The campaigns work by leveraging the trust that is placed in well-known brands in order to make them complete an action. Typically they include the actual logo of the targeted brand in the same format as real messages from the company. However, they will include links that take those who click on them to a malicious web portal. These web portals will attempt to steal sensitive data. 

Hackers sell scampage tools on the dark web that will allow other hackers to operate successful phishing campaigns. The FBI has confirmed that the scampage tools in question have the ability to spot if a person is their email address as their login ID for a web platform. If this is detected the user is sent to a scam page with the same email domain. The user is then asked to share their login credentials that the hacker can use to access the victim’s email. This in turn allows hackers to receive 2-factor authentication codes, thus rendering this security method useless. With 2FA codes, the cybercriminal can obtain access to accounts and make changes, including updating passwords to lock users out of their accounts or altering security rules before the owner of the account can be alerted.

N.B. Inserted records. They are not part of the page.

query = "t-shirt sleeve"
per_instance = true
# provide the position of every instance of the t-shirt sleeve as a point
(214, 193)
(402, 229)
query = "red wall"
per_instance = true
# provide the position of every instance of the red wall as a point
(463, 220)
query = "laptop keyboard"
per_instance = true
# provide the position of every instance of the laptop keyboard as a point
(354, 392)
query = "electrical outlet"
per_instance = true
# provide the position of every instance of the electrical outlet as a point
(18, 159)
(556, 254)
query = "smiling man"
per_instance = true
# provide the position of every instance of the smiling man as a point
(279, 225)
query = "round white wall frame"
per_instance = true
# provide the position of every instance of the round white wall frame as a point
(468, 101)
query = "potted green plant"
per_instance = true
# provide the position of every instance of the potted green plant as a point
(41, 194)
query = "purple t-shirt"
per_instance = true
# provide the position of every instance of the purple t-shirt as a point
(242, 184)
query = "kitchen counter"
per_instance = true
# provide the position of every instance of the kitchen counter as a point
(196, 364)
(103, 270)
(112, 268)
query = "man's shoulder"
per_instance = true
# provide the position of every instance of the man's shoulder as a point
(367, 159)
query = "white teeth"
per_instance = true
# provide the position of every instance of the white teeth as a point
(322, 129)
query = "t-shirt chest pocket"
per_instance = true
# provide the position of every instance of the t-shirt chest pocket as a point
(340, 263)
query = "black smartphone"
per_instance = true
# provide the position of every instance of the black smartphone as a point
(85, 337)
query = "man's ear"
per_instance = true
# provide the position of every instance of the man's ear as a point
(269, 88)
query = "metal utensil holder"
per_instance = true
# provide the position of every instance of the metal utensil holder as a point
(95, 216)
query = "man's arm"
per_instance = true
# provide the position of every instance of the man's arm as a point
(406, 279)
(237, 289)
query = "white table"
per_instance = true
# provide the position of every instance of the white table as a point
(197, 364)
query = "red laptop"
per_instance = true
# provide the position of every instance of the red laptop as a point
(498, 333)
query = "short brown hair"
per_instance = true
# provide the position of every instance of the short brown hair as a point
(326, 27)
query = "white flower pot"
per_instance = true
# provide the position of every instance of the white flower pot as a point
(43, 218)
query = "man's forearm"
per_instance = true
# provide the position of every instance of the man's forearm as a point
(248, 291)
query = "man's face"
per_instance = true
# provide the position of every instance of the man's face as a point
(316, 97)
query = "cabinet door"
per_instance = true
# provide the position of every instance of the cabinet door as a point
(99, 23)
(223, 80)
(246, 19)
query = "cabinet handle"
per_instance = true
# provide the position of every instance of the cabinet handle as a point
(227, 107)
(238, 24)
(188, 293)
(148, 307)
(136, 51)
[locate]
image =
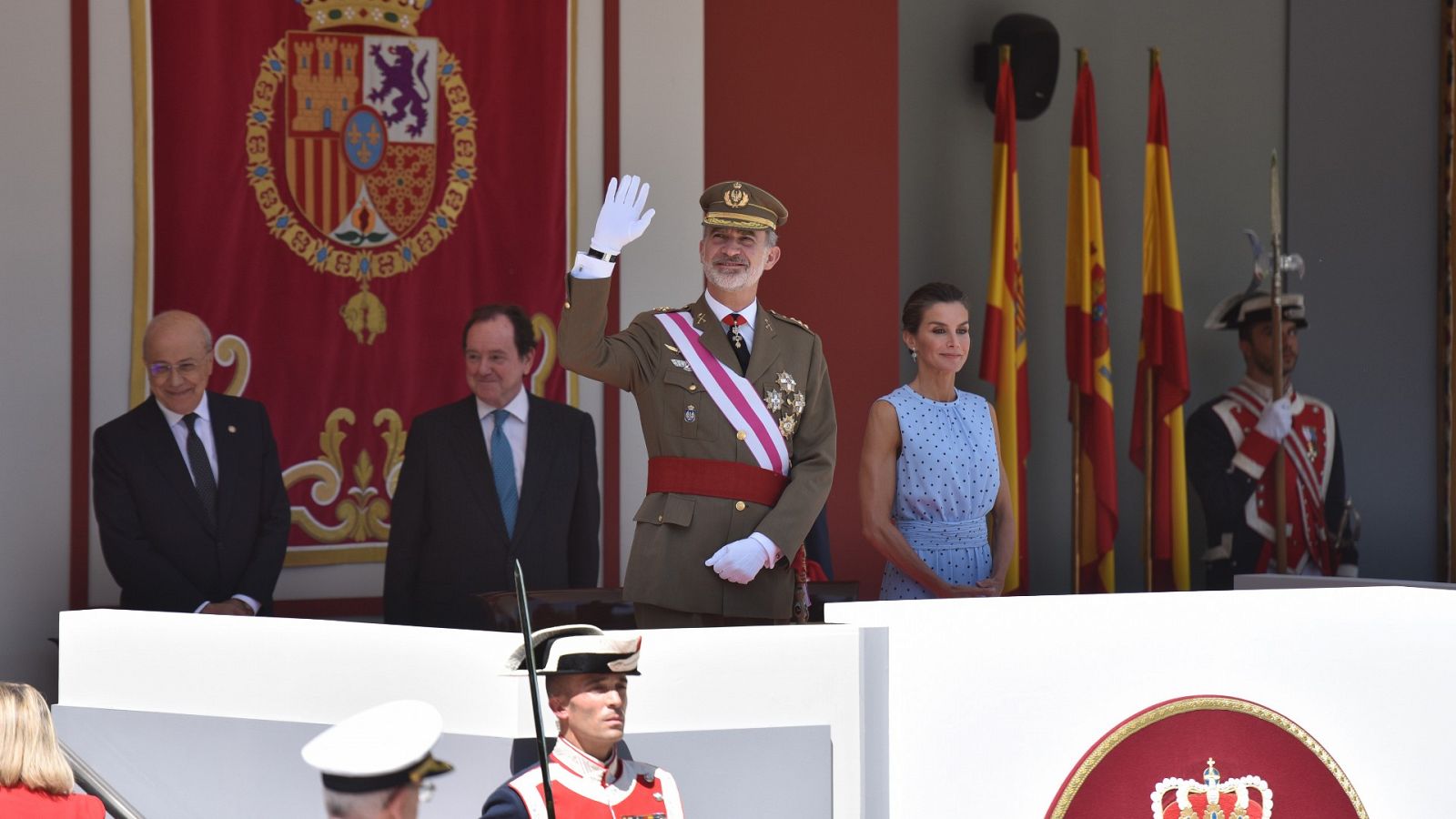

The FBI release said: “Much like the threat with ransomware-as-a-service, this type of product-as-a-service distribution of scampage and credential harvesting tools presents an increased nationwide risk to private sector businesses and their consumers. Brand-phishing email campaigns and scampage tools that help bypass 2FA security measures represent another aspect to this emerging cyber threat.”

In order to prepare for an attack like this, companies must configure an advanced spam filtering solution to prevent phishing emails and stop them from landing in employee inboxes. Password policies should be set up that make strong passwords mandatory, and reviews carried out to police this and root out commonly used or weak passwords cannot be created on accounts. Employees should be warned to never use passwords on multiple accounts and to see to it that all company accounts have 100% unique passwords. Security awareness training should be conducted for all staff members to make them aware of email security best practices and how to spot  phishing emails and other scams.

Due to the spike in the use of scampage campaigns, all staff members should create a unique username for an account that is not connected to their main email address. 2-factor authentication should be enabled if it is available, and where possible, a software-based authenticator program or a USB security key should be in place as the second factor.